Renewing 'Arkansas Works' health care will pose a challenge, lawmakers say

Expect the fight to renew the "Arkansas Works" health care program in this year's legislative session to be tougher than in 2019, said the incoming chairwoman of the Senate Public Health, Welfare and Labor Committee.

And the 2019 effort was no cakewalk, said state Sen. Cecile Bledsoe, R-Rogers.

Bledsoe will preside over the committee, which will oversee efforts to extend the program. "Arkansas Works" uses federal taxpayer money from the so-called "Obamacare" federal legislation of 2010 to help pay for private insurance for lower-income Arkansans.

Arkansas Works covers those who earn enough money to render them ineligible for Medicaid. The program provides health insurance to about 290,000 Arkansans. Medicaid was an already existing state-administered program largely financed with federal taxpayer money. It pays a portion of health care expenses for the poorest Arkansans.

Opting into Obamacare was left to the discretion of state government. As designed, the program expanded Medicaid to those making up to 138% of the federal poverty level. The current threshold for a household of four is $26,200.

Arkansas accepting the program created controversy from the beginning. Opponents criticized the measure as a government takeover of health care and an increasingly expensive proposition, as federal support for it is scheduled to be reduced over the course of years.
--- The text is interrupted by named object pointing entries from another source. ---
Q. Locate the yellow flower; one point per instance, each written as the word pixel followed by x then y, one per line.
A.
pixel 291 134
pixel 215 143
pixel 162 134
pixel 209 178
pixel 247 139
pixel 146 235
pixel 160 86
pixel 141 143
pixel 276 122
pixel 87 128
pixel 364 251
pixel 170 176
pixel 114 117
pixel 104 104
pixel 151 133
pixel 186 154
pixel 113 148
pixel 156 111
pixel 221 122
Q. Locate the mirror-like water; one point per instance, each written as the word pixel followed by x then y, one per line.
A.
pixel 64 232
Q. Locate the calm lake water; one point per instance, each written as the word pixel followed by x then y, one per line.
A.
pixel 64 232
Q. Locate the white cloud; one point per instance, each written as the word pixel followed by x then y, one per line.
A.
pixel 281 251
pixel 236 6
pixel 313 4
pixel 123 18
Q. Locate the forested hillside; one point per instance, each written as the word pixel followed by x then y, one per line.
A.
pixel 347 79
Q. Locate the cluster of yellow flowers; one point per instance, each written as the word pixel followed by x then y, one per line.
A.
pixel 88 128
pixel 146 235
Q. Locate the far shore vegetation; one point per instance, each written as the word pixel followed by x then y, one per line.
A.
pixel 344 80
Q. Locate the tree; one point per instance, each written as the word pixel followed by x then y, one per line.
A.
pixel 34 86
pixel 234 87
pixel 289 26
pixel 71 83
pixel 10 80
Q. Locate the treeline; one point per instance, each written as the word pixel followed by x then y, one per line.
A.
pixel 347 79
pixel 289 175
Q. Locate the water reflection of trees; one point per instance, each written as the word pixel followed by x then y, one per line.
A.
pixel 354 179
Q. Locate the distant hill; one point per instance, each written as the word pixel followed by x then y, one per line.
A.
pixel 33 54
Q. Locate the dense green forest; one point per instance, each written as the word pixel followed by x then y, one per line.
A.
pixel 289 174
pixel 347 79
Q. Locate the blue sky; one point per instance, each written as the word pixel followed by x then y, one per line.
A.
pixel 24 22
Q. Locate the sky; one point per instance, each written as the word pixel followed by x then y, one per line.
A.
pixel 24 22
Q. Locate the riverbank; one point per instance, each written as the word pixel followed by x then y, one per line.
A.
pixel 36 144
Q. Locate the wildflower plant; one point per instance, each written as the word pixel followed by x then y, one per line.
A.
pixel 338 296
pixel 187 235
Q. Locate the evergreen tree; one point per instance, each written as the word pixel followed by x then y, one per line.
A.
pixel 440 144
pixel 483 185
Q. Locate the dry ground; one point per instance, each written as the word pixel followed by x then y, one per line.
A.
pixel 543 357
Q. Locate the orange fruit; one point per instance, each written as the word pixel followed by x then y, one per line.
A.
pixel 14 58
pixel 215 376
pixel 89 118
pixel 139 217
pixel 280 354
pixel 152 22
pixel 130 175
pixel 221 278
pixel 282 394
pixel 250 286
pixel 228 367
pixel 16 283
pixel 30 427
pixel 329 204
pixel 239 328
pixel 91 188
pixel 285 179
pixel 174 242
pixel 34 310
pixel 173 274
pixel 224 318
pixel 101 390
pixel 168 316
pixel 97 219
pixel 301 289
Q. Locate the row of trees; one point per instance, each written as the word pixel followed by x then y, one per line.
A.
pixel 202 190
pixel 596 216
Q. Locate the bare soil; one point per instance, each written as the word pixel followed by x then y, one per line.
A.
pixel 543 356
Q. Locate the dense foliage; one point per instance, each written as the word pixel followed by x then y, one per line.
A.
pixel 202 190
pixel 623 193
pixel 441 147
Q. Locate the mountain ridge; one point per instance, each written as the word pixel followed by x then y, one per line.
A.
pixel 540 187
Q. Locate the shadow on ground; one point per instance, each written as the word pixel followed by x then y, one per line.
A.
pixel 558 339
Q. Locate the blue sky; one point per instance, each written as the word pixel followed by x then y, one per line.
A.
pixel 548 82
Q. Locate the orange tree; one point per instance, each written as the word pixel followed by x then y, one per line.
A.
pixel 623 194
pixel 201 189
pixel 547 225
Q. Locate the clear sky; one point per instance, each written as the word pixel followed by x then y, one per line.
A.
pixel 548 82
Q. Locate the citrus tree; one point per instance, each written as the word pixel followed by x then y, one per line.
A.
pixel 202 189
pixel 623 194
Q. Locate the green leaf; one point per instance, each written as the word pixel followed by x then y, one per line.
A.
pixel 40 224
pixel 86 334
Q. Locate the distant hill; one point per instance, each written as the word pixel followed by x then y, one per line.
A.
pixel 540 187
The current two-year budget for the program is $1.945 billion, which includes both state and federal taxpayer money.

The measure went into effect in 2014 after the federal government allowed Arkansas to use the Obamacare money to subsidize private insurance policies.

Renewing the program faces a challenge every regular legislative session. Gov. Asa Hutchinson first proposed a work requirement in March 2017, to require beneficiaries to hold a job or seek one to participate, with exceptions. The federal government approved adding the requirement a year later. Adding the work rule garnered enough votes to win renewal of the program in 2019.

The incoming administration of President-elect Joe Biden will likely not approve any such waiver, Bledsoe said.

Approval to renew the program without the requirement will be challenging, Bledsoe said. Sen. Greg Leding, D-Fayetteville, agreed with Bledsoe's assessment.

"I don't want to doom it by saying it can't pass without the work requirement, but it's a huge hurdle," Leding said. He opposes the work requirement and would "like to see it go away," but acknowledged it was the political price of passage in the last renewal.

Cindy Gillespie, secretary of the Arkansas Department of Health, is working on changes to the program to render it more acceptable to opponents, Bledsoe said. Those proposals are a work in progress, the senator said, and no details have been released.

"I have a lot of confidence in Cindy Gillespie," Bledsoe said.

The growing strength of the Republican Party at the statehouse adds to the challenge of renewal, Leding said.

"The governing Republican Party added to their majority," he said. The Senate will have nine Democrats among its 35 members when the session begins, while the House will be down to 22 Democrats out of 100. Democrats generally supported the health care expansion plan.

"This is the governor's final session," Leding said, referring to the two-term limit Hutchinson faces. "We've already seen the Legislature asserting itself a bit," being less deferential to the governor, he said. The governor's influence in 2019 was a big help in getting renewal passed, Leding said, and that influence is waning.

Both Bledsoe and Leding said the ongoing covid-19 pandemic could weigh in on lawmakers' decision on renewal, but whether it will and how much are unknown. Opponents might be more reluctant than normal to reduce health care coverage while the disease is so widespread. The pandemic has placed health care providers around the state under economic strain while dealing with the crisis, they said.

Underlying Arkansas Works and most issues coming up in the legislative session will be the overall budget picture, Sen. Lance Eads, R-Springdale, said in a separate interview about the session in general.

Overall revenue appears strong now, but those figures are skewed by federal pandemic relief, both directly to the state and indirectly through tax collections relief provided to businesses and individuals.

Biden's incoming administration will likely change future relief efforts, which will change the fiscal picture, Eads said. The Legislature will have to outguess what changes the administration and Congress will make before making up its own mind about the budget, he said.

"The budget appears to have held up really well, but is it a little inflated? It's hard to tell," he said.